New Hampshire, which, of course, has a strong history of independence and protection of civil liberties, has passed a statute prohibiting this type of mass surveillance technology deployment.
There are steps that people can take at BigBrotherAmerica.org. They can send letters to the Representatives in Congress and demand federal oversight hearings to force disclosure from the executive branch agencies, from the FBI, from the DEA, from ICE, of basic information, like just how big is this network? Have the officials come forward to testify under oath what data they are accumulating, how long they are storing it. What are the restrictions on use so that there is disclosure, and with disclosure of course comes logical restriction.

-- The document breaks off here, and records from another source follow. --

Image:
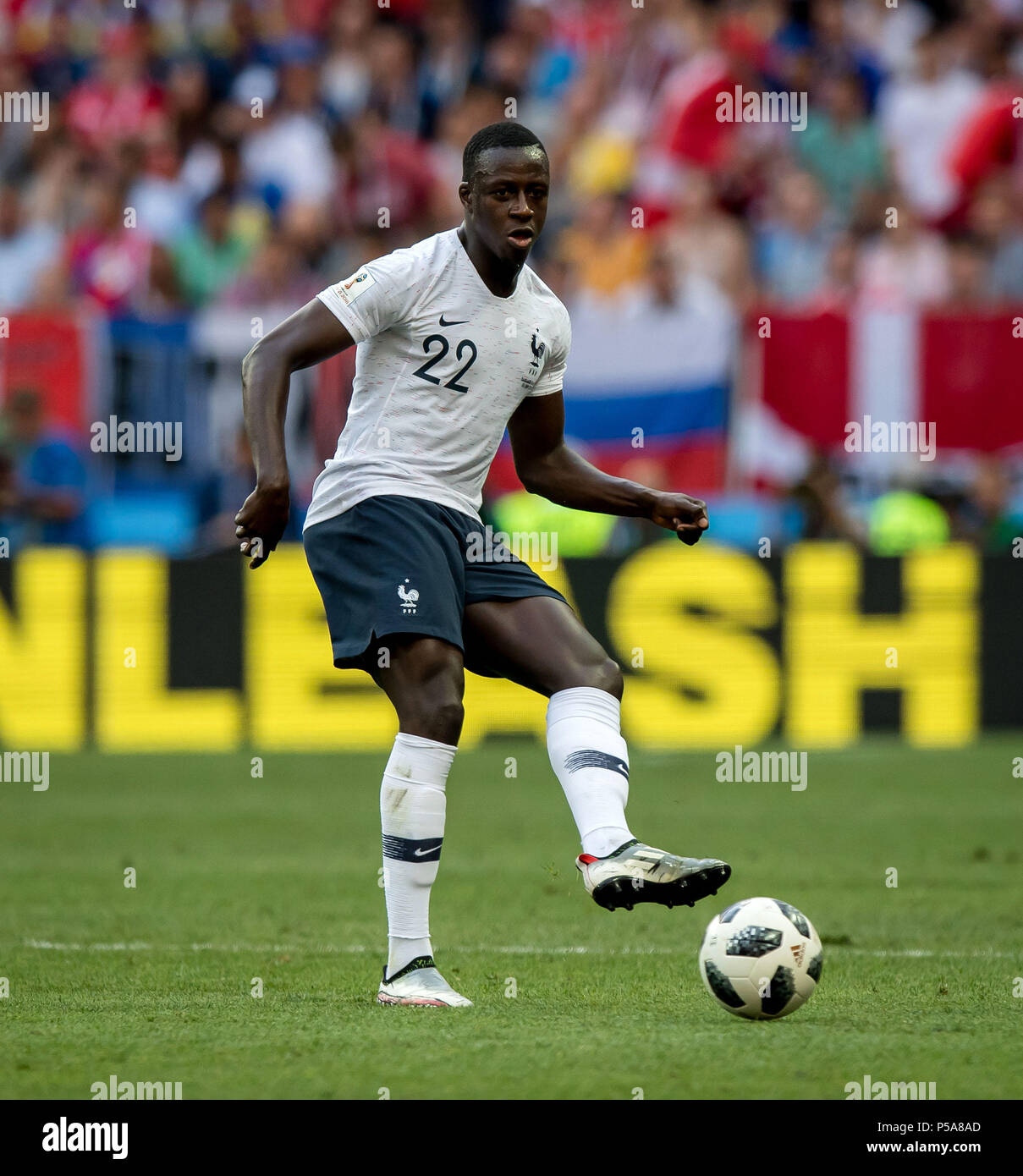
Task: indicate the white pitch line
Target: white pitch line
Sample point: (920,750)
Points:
(516,949)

We can also use this same process locally to say, you should enact a law, or that it, in fact, is the law, as it very well may be that it’s unlawful to implement, to roll out mass surveillance technology without there being public notice debate disclosure so that people locally can make a decision about just how they want their county or their city to be. This is life-altering technology. And, of course, as part of our campaign, we provide people with resources and tools, posters, we have graphics and compelling images that people can use to create signs and posters.
And also with respect to the tag reader use, what we are doing is we’re asking people across the country to identify the locations of the tag readers in their jurisdiction, that they may know of either by personal observation or by local news disclosures, and to submit that information to what is a clearinghouse here at the Partnership for Civil Justice Fund, and we have a growing national map, an interactive map of tag reader locations across the country. And people already, since the launch of the campaign a couple weeks ago, have begun to send us additional information about even small localities that we were unaware were utilizing it.

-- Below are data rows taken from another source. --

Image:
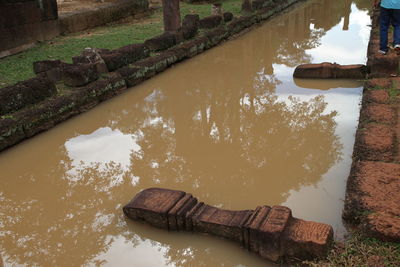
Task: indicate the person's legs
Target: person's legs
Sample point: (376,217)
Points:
(384,26)
(396,25)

TG: Do you have anything that you wanted to add that we didn’t discuss?
CM: I would say that on a meta level, what the government counts on is this perception of inevitability, that somehow advances in technology inevitably mean the loss of privacy, and that simply is not the reality. Advances in technology can be incredibly useful. We all benefit from advances and technology, and yes, advances in technologies are inevitable. That is what happens. But the application of technology does not necessarily need to be intrusive. We control technology, we as human beings create technology. There is nothing about technology that makes it an independent breathing being. It is simply a tool and society determines what are the appropriate uses and limitations on use.
So part of the public education campaign is for people to come to understand that not only do we control the technology, but we have the right to restrict it. That’s what happened with the eavesdropping technology, for example, and wire-tapping technology when it became evident that that technology had developed, then people took actions to restrict its uses. And here we’re at the cusp. We’re really at a turning point. We’re at a turning point because the technology has advanced so radically and rapidly in the past number of decades that if we don’t take action to make the baseline that that mass surveillance technology is something that is allowed to be used only with the consent of the public, if ever.

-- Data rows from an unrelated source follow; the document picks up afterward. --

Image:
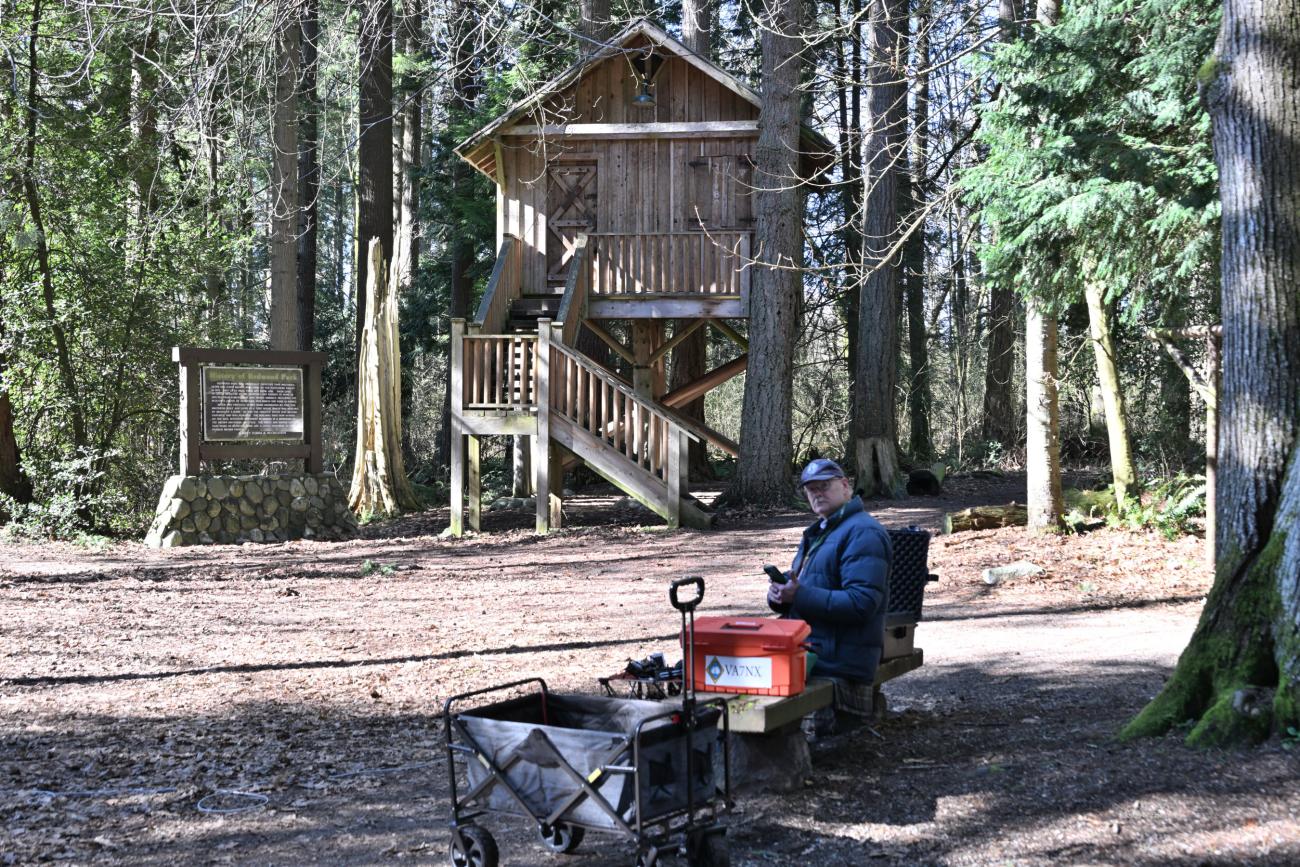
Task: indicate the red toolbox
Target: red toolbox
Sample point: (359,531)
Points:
(753,655)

That’s the baseline. That’s what people should understand, that’s what legislators should understand, and they should put in policies, practices and procedures that reflect that, that say it is prohibited to implement any mass surveillance technology until we have oversight hearings, until there is a public discussion and debate, and an informed citizenry can weigh in and say, you know, that’s just not right. That changes the way our culture is and we reject it.